As a teenager, Kōran studied Chinese poetry under the instruction of well-known poet Yanagawa Seigan (1789–1858), and their relationship developed into something more. When Kōran was 17, she married Seigan.

The couple traveled across Japan after their marriage, meeting fellow scholars, poets and artists, alongside new patrons. In 1822, Kōran and Seigan became founding members of the Hakuosha (White Seagull) Poetry Society. Kōran's interest in Chinese arts increased. After several years of travel, the couple settled in Kyoto. Kōran studied a type of ink art called bunjinga – styled after Chinese literati painting – and her reputation as an artist began to flourish. She drew attention for her ink paintings in the "Four Gentlemen" genre, creating images of bamboo, orchid, plum, and chrysanthemum. Kōran often inscribed poems on her paintings. She sometimes collaborated with fellow Japanese painter Yoshida Shuran, who was known for her paintings of orchids. By 1830, Kōran was listed as a specialist of bunjinga in the publication Heian jinbutsu shi (Record of Heian [Kyoto] Notables).

In 1832, the couple moved to Edo (now Tokyo), and Seigan founded a school. Kōran's talent as a painter was attracting public notice, and an illustration of one of her bamboo paintings was included in the Hyaku meika gafu (Album of Calligraphy and Painting by 100 Artists), published in 1837. Four years later, Kōran published a book of her poems titled Kōran kōshu (selected poems by Kōran). With her earnings from the sale of her paintings, Kōran was now able to supplement her husband's income.

In 1845, the couple moved to Ōgaki, a town in Gifu Prefecture. Kōran began learning to play the Chinese qin, a seven-stringed zither instrument. During their time in Edo, they had become acquainted with people who were pursuing government reforms, and by the 1850s authorities had begun to persecute reformers. In 1858, several of Kōran and Seigan's friends were arrested, and the couple found themselves under similar suspicion. Seigan fell abruptly ill with cholera, dying that same year, and Kōran was arrested by authorities and kept in prison for six months.

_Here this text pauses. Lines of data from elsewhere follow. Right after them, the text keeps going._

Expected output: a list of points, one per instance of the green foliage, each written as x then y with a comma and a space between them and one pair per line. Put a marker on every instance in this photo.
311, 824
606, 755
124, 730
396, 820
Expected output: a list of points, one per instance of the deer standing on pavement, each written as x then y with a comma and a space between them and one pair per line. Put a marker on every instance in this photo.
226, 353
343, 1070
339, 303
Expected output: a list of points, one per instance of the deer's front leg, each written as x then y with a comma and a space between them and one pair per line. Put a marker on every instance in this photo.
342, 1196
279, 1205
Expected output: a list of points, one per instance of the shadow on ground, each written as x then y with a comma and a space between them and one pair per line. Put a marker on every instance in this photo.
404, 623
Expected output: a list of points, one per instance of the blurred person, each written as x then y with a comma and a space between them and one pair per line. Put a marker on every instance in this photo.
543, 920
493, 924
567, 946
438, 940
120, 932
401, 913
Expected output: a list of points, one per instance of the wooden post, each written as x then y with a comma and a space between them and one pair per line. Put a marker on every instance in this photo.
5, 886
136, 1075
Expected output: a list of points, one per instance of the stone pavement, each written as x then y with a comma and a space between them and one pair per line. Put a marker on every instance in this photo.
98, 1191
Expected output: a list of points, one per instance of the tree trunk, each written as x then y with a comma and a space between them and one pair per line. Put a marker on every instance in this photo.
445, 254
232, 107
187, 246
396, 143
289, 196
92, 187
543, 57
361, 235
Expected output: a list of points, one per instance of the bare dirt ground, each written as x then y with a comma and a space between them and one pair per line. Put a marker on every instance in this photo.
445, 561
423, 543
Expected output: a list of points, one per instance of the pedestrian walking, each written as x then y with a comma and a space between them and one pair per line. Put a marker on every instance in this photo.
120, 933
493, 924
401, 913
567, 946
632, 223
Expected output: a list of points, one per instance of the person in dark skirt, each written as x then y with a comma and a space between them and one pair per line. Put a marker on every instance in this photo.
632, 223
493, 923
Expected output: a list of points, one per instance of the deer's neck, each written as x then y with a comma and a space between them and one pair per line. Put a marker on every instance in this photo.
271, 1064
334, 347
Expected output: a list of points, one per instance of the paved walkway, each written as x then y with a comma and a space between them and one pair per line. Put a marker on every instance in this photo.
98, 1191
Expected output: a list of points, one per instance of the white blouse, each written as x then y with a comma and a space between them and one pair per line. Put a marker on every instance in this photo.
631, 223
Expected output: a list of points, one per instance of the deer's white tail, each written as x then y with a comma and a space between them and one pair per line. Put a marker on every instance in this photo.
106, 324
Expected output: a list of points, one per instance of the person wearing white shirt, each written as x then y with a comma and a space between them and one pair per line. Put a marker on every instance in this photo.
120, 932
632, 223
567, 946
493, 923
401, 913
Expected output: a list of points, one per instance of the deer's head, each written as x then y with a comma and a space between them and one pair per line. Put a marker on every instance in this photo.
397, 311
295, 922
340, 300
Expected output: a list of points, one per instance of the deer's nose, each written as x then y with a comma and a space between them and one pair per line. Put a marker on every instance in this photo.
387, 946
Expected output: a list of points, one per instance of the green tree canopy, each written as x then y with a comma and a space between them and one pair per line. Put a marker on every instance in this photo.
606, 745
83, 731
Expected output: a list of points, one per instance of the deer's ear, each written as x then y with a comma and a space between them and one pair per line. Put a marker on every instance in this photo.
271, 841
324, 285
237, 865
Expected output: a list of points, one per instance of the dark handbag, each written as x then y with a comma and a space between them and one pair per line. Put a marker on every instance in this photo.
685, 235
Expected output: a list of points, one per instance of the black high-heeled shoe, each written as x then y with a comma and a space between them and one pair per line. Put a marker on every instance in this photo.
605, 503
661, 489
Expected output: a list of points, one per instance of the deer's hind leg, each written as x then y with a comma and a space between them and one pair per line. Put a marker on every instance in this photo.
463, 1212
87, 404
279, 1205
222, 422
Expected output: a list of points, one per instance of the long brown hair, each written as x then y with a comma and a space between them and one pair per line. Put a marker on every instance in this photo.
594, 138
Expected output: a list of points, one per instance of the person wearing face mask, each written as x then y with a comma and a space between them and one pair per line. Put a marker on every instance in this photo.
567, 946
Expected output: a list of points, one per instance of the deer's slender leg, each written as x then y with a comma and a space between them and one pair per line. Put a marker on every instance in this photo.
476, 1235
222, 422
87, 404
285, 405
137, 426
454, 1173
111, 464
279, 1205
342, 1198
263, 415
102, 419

After being released from prison, Kōran proceeded to establish her own private school, where she taught Chinese poetry to other women and girls. Kōran continued to write poetry and paint bunjinga, remaining active in the literary and artistic community for the rest of her life.

== Death and legacy ==
Kōran died in 1879. By the time of her death, she had written approximately 400 poems. A collection of poems from the latter half of her life was published posthumously, titled Kōran ikō (posthumous manuscripts of Kōran).

In Ōgaki, there is a memorial hall dedicated to Kōran and Seigan.